SnakeYaml-2.0 Proposal: Separate configuration from input/output

26 views
Skip to first unread message

DemonWasp

unread,
Mar 2, 2011, 10:38:09 PM3/2/11
to SnakeYAML
Summary:
Separate objects containing "configuration" from objects that handle
input or output (I/O). The new configuration objects should be
stateless, while I/O objects may be state-full. In general, users
should be able to use, modify and extend configuration objects, but
should be discouraged from extending input / output objects.


Reasoning / Benefits:
- configuration objects can be saved or loaded (to and from YAML,
naturally)
- reduce complexity involved in modifying SnakeYaml behaviour
- if done carefully, configurations may be shared among many threads
- reduce complexity in flow of control for construct / represent steps


Scope:
This change will require substantial changes to Constructor and
Representer. Some minor changes to the top-level API (Yaml,
JavaBeanLoader, JavaBeanDumper) will be required. Some changes to
tests to update those that rely on the older means of configuration
(extending Constructor / SafeConstructor) to use the new way
(YamlConfig).


Modifications Summary:
1. Introduce classes: YamlConfig (handles all configuration),
YamlLoaderConfig (configuration used only for load step),
YamlDumperConfig, ConstructorRegistry (configuration object to hold
all Construct instances and handle choosing the correct one),
RepresenterRegistry. For examples of the finished classes, see my
clone:
https://code.google.com/r/jordanangold-enhanced-usability/source/browse/#hg%2Fsrc%2Fmain%2Fjava%2Forg%2Fyaml%2Fsnakeyaml%2Fconfig

2. Fold the existing DumperOptions class into YamlDumperConfig or vice-
versa. Whichever way is chosen, we should choose a straightforward
naming convention.

3. Remove internal Construct classes from BaseConstructor,
SafeConstructor, Constructor (and for Representers) into
ConstructorRegistry.

See my clone:
https://code.google.com/r/jordanangold-enhanced-usability/source/browse/#hg%2Fsrc%2Fmain%2Fjava%2Forg%2Fyaml%2Fsnakeyaml%2Fconstructor
and https://code.google.com/r/jordanangold-enhanced-usability/source/browse/#hg%2Fsrc%2Fmain%2Fjava%2Forg%2Fyaml%2Fsnakeyaml%2Frepresenter

4. Merge BaseConstructor, SafeConstructor, Constructor into a single
class. Do the same for Representers.


I welcome thoughts, opinions, comments and questions on this proposal.

Thanks,
/Jordan

Andrey

unread,
Mar 11, 2011, 4:33:22 AM3/11/11
to snakeya...@googlegroups.com
Hi Jordan,
it took some time to think about your proposals.

In general I think the proposals are far to big to be discussed and implemented in one go.
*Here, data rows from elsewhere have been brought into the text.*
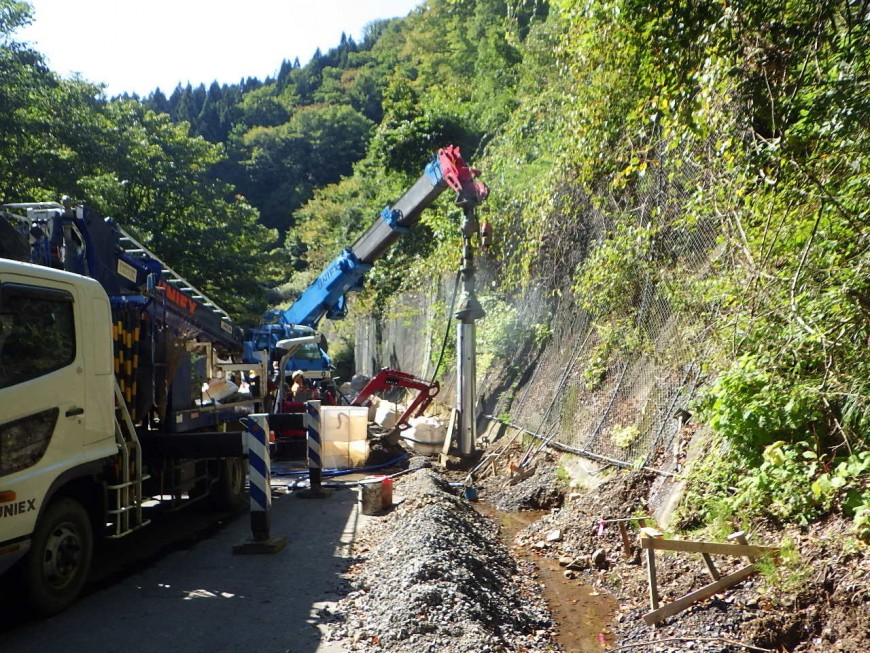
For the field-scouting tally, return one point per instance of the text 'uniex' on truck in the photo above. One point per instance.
(120, 389)
(122, 385)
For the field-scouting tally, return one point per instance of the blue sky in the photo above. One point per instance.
(139, 45)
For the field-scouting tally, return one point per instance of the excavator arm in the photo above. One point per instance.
(388, 379)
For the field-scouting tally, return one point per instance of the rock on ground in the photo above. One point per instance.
(433, 575)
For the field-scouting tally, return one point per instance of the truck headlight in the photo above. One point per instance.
(24, 441)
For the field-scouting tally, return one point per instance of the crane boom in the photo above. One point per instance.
(325, 297)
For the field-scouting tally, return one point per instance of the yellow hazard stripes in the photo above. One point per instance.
(126, 329)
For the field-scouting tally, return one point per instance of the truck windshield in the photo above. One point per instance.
(37, 335)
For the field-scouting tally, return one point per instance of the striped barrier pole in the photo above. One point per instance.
(315, 461)
(259, 474)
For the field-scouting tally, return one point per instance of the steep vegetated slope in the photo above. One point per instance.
(680, 197)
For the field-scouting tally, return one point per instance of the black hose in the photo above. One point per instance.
(447, 330)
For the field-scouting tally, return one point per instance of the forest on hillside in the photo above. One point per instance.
(607, 131)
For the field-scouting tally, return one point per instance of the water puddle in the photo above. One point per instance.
(582, 613)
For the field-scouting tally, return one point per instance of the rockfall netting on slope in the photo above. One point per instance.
(617, 394)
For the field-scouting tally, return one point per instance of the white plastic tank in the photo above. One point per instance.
(343, 436)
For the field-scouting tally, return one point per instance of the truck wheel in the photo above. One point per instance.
(229, 491)
(57, 565)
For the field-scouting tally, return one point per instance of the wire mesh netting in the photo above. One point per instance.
(625, 404)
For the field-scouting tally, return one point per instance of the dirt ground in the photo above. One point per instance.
(827, 608)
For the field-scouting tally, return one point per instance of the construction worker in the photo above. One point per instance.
(297, 389)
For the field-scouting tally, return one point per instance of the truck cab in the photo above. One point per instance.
(57, 415)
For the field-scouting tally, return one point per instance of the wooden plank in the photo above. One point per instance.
(651, 574)
(448, 439)
(626, 543)
(719, 548)
(705, 592)
(740, 538)
(711, 568)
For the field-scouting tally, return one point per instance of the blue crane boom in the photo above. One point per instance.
(326, 296)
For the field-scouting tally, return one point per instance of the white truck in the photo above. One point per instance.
(109, 385)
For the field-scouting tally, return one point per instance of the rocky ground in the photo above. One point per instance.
(433, 574)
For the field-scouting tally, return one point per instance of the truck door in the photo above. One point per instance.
(42, 386)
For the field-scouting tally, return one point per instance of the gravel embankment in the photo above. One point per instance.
(433, 575)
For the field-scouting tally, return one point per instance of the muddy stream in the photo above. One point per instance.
(581, 612)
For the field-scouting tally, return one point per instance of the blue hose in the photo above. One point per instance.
(352, 470)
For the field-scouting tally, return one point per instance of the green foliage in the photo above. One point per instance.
(848, 485)
(751, 406)
(624, 436)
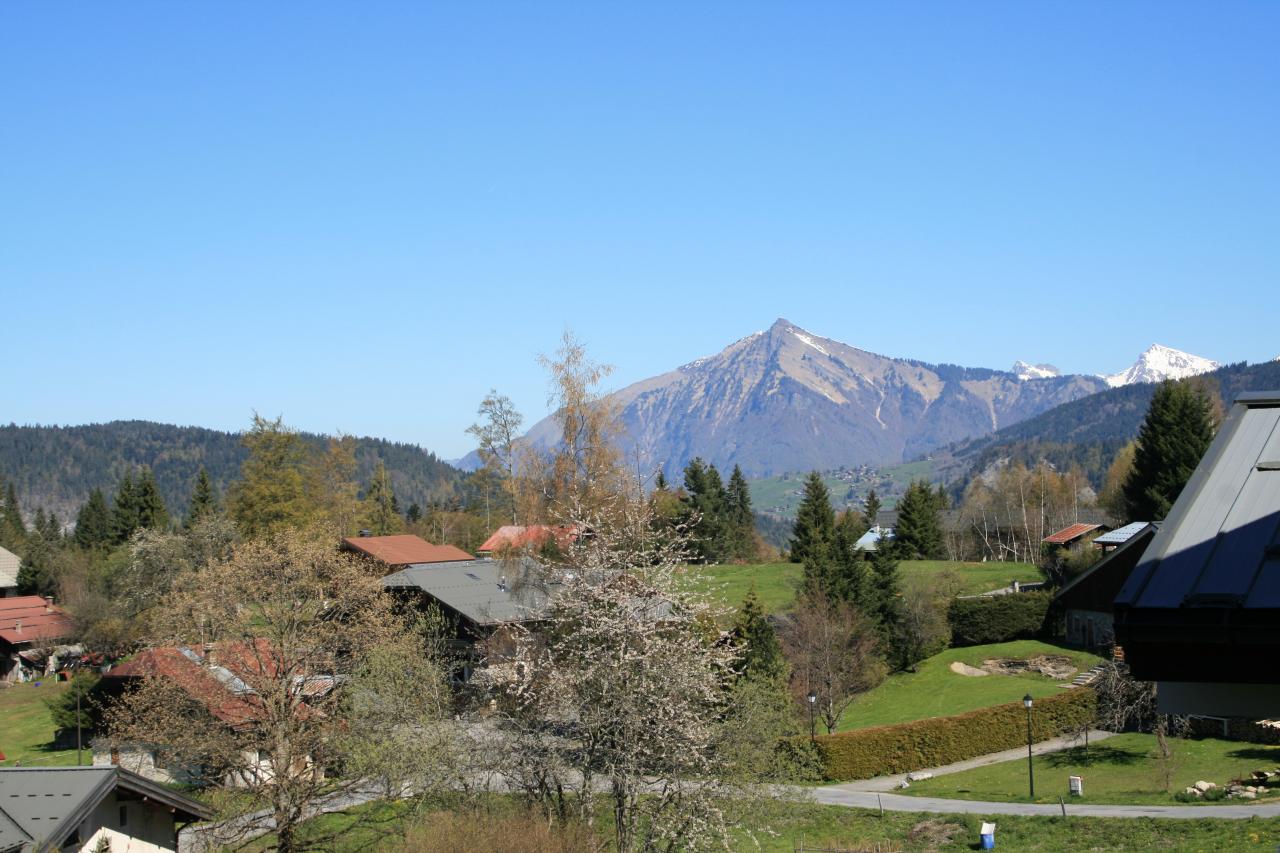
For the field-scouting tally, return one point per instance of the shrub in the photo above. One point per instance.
(942, 740)
(997, 619)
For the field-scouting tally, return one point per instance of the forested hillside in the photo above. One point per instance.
(58, 466)
(1088, 432)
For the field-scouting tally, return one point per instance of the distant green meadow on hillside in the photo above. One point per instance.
(780, 496)
(778, 583)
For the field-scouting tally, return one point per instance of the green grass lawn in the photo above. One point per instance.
(935, 690)
(777, 583)
(780, 828)
(27, 728)
(1118, 770)
(972, 578)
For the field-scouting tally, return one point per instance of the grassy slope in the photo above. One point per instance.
(777, 582)
(859, 829)
(935, 690)
(1119, 770)
(27, 728)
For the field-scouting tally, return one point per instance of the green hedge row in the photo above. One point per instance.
(944, 740)
(997, 619)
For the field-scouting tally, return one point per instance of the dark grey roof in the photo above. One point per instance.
(1220, 546)
(40, 807)
(485, 592)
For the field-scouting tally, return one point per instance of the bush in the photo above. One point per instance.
(997, 619)
(942, 740)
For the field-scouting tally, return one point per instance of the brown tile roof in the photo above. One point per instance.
(28, 619)
(517, 536)
(1072, 533)
(405, 550)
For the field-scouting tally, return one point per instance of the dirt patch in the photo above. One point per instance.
(933, 835)
(1055, 666)
(964, 669)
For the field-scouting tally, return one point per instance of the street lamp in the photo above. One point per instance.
(813, 701)
(1031, 771)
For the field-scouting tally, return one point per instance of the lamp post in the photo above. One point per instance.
(1031, 771)
(813, 701)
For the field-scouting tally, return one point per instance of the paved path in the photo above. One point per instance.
(1056, 744)
(873, 793)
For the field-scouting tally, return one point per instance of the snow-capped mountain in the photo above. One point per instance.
(1161, 363)
(1024, 370)
(789, 400)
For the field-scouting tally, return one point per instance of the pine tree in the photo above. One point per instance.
(871, 509)
(13, 529)
(762, 652)
(816, 521)
(126, 511)
(94, 523)
(152, 514)
(741, 523)
(918, 533)
(380, 512)
(204, 502)
(1176, 432)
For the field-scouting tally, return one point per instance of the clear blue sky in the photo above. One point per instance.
(365, 215)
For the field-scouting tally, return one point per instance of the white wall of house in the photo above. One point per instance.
(129, 826)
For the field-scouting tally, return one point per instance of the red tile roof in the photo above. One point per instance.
(516, 536)
(1072, 533)
(28, 619)
(405, 550)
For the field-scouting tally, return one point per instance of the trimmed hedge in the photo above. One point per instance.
(997, 619)
(944, 740)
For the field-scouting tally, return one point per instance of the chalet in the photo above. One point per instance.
(401, 551)
(9, 568)
(1198, 614)
(1084, 603)
(528, 538)
(222, 683)
(479, 598)
(1073, 536)
(30, 629)
(90, 808)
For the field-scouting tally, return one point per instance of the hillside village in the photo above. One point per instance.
(359, 655)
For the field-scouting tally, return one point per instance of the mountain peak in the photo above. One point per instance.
(1159, 363)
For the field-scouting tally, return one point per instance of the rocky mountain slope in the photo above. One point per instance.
(787, 400)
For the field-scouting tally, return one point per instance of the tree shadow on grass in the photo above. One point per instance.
(1101, 755)
(1266, 755)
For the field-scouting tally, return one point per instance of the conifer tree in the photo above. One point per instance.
(94, 523)
(380, 512)
(204, 502)
(816, 521)
(762, 652)
(152, 514)
(918, 533)
(13, 529)
(1176, 432)
(126, 511)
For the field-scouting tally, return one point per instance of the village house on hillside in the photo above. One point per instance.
(1198, 614)
(30, 629)
(220, 680)
(90, 808)
(1084, 603)
(528, 538)
(403, 550)
(9, 568)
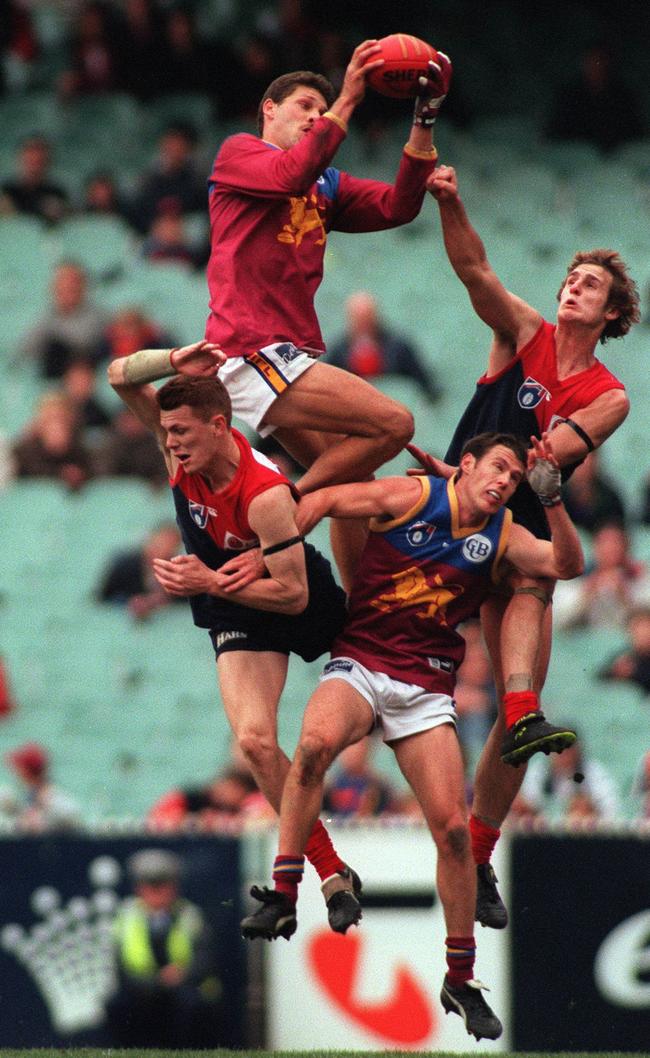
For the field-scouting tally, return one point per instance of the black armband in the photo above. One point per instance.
(282, 546)
(581, 434)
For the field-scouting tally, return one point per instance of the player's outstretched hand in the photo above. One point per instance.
(198, 360)
(543, 471)
(360, 65)
(430, 463)
(433, 89)
(443, 183)
(239, 570)
(184, 575)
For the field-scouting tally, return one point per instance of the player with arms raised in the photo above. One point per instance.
(539, 377)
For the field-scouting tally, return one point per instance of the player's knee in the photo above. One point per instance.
(258, 746)
(314, 755)
(456, 840)
(398, 426)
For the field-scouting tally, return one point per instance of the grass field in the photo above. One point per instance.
(109, 1053)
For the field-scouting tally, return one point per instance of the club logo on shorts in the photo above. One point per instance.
(477, 548)
(232, 543)
(339, 664)
(530, 394)
(199, 513)
(419, 533)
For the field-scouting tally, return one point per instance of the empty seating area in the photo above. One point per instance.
(131, 709)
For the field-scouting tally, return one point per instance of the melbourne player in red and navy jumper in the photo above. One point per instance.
(214, 527)
(421, 576)
(525, 399)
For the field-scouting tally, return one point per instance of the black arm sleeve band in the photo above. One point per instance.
(281, 547)
(581, 434)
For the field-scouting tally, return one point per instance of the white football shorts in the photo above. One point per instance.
(256, 380)
(399, 709)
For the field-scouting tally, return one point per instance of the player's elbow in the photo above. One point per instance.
(569, 570)
(295, 599)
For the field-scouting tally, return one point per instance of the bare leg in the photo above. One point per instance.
(432, 764)
(251, 685)
(336, 716)
(347, 535)
(497, 784)
(372, 427)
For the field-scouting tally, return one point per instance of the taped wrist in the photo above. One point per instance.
(545, 481)
(148, 365)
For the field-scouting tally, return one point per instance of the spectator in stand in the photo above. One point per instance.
(71, 329)
(597, 105)
(356, 788)
(128, 579)
(79, 383)
(130, 451)
(475, 696)
(174, 181)
(33, 190)
(569, 785)
(168, 241)
(369, 349)
(130, 330)
(93, 53)
(140, 50)
(102, 196)
(18, 46)
(642, 785)
(188, 61)
(633, 664)
(230, 799)
(605, 596)
(41, 806)
(51, 444)
(591, 498)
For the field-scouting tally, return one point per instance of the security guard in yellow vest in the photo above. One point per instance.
(168, 991)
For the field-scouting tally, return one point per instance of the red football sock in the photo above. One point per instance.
(288, 874)
(461, 952)
(518, 704)
(484, 838)
(322, 854)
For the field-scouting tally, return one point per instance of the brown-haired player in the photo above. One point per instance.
(230, 498)
(433, 549)
(273, 199)
(540, 377)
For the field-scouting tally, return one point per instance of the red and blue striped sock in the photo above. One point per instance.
(288, 874)
(461, 953)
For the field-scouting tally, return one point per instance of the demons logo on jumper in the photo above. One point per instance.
(199, 513)
(530, 394)
(419, 533)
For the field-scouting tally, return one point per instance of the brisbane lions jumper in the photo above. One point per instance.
(419, 577)
(525, 399)
(215, 527)
(270, 212)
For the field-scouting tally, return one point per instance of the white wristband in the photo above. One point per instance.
(147, 365)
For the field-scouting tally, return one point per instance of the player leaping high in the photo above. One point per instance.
(273, 199)
(539, 377)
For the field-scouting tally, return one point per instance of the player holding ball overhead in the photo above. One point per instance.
(273, 199)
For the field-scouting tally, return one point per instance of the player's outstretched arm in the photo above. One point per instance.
(386, 498)
(562, 559)
(506, 314)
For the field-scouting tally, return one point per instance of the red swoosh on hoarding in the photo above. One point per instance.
(407, 1017)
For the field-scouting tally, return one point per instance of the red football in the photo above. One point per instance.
(405, 59)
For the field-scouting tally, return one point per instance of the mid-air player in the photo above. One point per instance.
(540, 376)
(273, 200)
(432, 552)
(230, 497)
We have to split the task.

If users have to migrate to another API they must see the clear advantages. The most desirable advantage would be implementing YAML 1.2 specification. So if we introduce a breaking change we shall implement the new spec.
We may start version 2.0 but we shall begin with the new specification. Once it is implemented we can think what else can be improved.

I like the idea of supporting configuration. I think we can introduce a package (as you have done) and implement there whatever we need. We do not need to break the existing public API for this.

I did not quite catch proposals under 3) and 4). What are the advantages ?

I think you can create a clone with the configuration only and we can continue step-by-step.

-
Andrey

DemonWasp

unread,
Mar 12, 2011, 1:02:12 AM3/12/11
to SnakeYAML
Hi Andrey,

While this proposal could be subdivided into a few smaller changes, it
is one cohesive proposal, which is why I submitted it this way. For
example, it is possible to refactor just Representer or just
Constructor, but without refactoring both, the benefits are lost.

You are correct that the public-API change could be removed to a later
revision, assuming that the existing Yaml, JavaBeanLoader and
JavaBeanDumper objects were updated to use config objects.

I disagree that the YAML 1.2 specification is necessarily a needed or
wanted feature. As I understand it, this specification is still
incomplete. While it is possible to implement it while it is still a
draft, I don't see that the 1.2 specification brings any major changes
to improve the language or make users' lives easier.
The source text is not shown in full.